Sometimes it seems the clouds over climate science just won't lift. Computer models of Earth's climate have multiplied in number, complexity, and computational power, yet they remain unable to answer more precisely some of the questions most on the public's mind: How high must we build sea walls to last until 2100? How bad will heat waves get in the next decade? What will Arctic shipping routes look like in 2030? Climate models all agree that global temperatures will continue to rise in response to humanity's greenhouse gas emissions, but uncertainties stubbornly persist over how quickly that will happen and how high temperatures will go.

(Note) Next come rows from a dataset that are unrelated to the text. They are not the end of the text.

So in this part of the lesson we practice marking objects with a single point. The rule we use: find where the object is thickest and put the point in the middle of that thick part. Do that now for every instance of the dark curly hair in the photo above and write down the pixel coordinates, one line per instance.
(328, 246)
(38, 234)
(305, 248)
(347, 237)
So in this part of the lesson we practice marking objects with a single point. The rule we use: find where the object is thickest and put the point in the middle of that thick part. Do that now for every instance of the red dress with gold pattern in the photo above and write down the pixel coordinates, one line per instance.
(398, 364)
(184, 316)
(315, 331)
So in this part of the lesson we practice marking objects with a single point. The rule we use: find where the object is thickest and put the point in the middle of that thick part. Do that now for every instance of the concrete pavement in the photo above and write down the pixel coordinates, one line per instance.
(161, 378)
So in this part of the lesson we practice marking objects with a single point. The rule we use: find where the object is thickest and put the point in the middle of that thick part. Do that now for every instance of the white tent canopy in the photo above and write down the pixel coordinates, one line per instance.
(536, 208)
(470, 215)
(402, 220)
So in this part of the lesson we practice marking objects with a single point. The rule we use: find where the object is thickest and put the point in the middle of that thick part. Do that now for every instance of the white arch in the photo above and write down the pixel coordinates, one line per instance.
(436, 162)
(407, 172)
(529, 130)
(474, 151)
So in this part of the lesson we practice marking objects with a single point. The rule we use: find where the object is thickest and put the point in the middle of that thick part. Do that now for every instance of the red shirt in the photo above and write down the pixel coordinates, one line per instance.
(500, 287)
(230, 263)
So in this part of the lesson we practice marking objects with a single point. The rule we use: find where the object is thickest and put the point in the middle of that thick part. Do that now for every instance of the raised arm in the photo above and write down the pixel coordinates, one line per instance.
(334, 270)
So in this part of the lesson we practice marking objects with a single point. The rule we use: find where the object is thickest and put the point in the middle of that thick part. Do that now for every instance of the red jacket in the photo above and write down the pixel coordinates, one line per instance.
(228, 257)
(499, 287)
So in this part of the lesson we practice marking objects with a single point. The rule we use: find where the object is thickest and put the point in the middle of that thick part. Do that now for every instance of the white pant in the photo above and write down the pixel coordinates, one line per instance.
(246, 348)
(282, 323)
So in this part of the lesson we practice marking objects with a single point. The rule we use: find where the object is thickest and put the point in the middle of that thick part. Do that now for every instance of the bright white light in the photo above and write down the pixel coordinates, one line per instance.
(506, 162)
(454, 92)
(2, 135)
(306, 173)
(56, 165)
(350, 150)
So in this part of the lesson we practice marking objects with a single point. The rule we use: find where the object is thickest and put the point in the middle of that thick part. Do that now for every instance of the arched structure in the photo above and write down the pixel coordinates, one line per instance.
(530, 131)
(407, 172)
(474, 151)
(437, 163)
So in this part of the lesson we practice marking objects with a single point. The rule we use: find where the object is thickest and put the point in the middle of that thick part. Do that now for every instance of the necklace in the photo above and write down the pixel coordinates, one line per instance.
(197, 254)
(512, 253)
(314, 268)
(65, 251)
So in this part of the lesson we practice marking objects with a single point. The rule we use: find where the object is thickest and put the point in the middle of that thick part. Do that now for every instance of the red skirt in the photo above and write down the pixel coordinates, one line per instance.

Tapio Schneider, a German-born climate dynamicist at the California Institute of Technology (Caltech) in Pasadena, believes climate science can do better. And he's not alone. Later this summer, an academic consortium led by Schneider and backed by prominent technology philanthropists, including former Google CEO Eric Schmidt and Microsoft co-founder Paul Allen, will launch an ambitious project to create a new climate model. Taking advantage of breakthroughs in artificial intelligence (AI), satellite imaging, and high-resolution simulation, that as-yet-unnamed model—the Earth Machine is one candidate—aims to change how climate models render small-scale phenomena such as sea ice and cloud formation that have long bedeviled efforts to forecast climate. A focus will be on the major source of uncertainty in current models: the decks of stratocumulus clouds that form off coastlines and populate the trade winds. A shift in their extent by just a few percentage points could turn the global thermostat up or down by a couple of degrees or more within this century—and current models can't predict which way they will go.